To Poll Or Not To Poll On Gary Johnson: There's No Good Answer

Pollsters have different ways of dealing with third-party candidates.

A common question we’re getting at HuffPost Pollster lately is: “Why isn’t Libertarian Party presidential nominee Gary Johnson included in your charts?” Occasionally it's more of a screed than a question, but the point is basically the same.

Rest assured, we are not part of some conspiracy to keep Johnson from getting support. Our decisions are based completely on how pollsters are dealing with Johnson -- and that varies a lot.

Fifteen pollsters conducted 25 polls in the month of May. The table shows a summary of how pollsters handled -- or didn’t handle -- third-party candidates in their most recent surveys.
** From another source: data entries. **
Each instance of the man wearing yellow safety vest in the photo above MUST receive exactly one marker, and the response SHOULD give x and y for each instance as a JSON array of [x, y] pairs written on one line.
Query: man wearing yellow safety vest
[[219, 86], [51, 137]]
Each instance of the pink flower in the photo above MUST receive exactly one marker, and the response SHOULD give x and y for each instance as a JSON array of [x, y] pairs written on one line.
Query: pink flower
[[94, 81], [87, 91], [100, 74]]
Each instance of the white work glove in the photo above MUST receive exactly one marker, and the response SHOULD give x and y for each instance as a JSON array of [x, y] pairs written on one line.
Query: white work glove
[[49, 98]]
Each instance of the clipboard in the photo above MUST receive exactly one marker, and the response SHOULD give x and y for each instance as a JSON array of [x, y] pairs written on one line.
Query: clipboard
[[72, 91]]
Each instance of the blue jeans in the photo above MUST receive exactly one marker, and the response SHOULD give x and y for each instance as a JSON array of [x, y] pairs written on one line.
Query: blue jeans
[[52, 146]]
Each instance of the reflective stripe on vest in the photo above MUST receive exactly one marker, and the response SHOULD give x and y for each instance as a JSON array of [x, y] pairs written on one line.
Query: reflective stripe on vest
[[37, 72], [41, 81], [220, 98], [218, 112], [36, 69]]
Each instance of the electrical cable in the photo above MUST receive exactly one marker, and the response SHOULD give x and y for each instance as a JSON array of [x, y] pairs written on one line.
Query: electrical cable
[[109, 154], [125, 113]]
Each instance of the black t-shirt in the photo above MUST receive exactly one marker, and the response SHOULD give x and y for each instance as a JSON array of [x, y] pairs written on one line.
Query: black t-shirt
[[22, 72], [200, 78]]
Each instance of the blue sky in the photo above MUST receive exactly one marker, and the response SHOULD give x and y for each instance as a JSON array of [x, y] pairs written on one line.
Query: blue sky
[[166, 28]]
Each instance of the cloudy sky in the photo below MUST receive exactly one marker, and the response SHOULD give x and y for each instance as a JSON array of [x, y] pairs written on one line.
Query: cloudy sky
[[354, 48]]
Only three pollsters of the 15 included Johnson in their polls by name: the Democratic firm Public Policy Polling, Fox News and Quinnipiac University. HuffPost Pollster needs at least five polls on a candidate to be able to calculate a trend line before we can include them in our charts, and these pollsters have only one poll each in the last month.

Public Policy Polling

But really, the PPP tossup is the only one with Johnson included that we could use in our chart.

The Fox News and Quinnipiac questions naming Johnson are asked after the tossup question including only Democratic candidate Hillary Clinton and presumptive Republican nominee Donald Trump. Our policy is to use the first tossup question asked, because in survey research we know that how respondents answer earlier questions will affect how they answer subsequent questions. PPP also asked multiple tossup questions, but since it asked the four-way Trump vs. Clinton vs. Johnson vs. likely Green Party candidate Jill Stein question first, it’s the one we use -- with Johnson's and Stein's support counted in our chart's "other" category.

Fox News

The remainder of the polls either only report responses for Clinton, Trump and undecided, or they allowed an “other” or “someone else” response without Johnson’s name attached. Telephone polls, such as the ABC/Washington Post, ARG and CBS/New York Times, typically don’t offer the “other” option to respondents, but will record it if the respondent says they’re voting for someone else.

ABC/Washington Post

Online and automated polls, like Ipsos/Reuters, Rasmussen and YouGov/Economist often have “other” or “someone else” as an option for respondents to choose. Morning Consult, Survey Monkey and Republican pollster McLaughlin don’t offer the “other” option at all.

NBC/Survey Monkey

The answer to why HuffPost Pollster isn’t including Johnson in our charts should be clear at this point: We can’t include him when pollsters aren’t polling on him.

Whether pollsters should be polling on Johnson, or Stein for that matter, doesn’t have an easy answer. Research from 2014 has shown that when pollsters include third-party or independent candidates, the polls overestimate those candidates’ support. But when they don’t include them, the share of the third-party or independent vote is underestimated in their polls.

Maybe this year will be different -- but so far there’s not much evidence to suggest Johnson, who officially became the Libertarian Party nominee last weekend, has a large following. And while the appetite for an option other than Trump or Clinton seems big this year, support for a third-party or independent candidate is actually not much higher than it has been in previous election years.

CORRECTION: An earlier version of this post failed to mention that Quinnipiac University also included Johnson in its poll.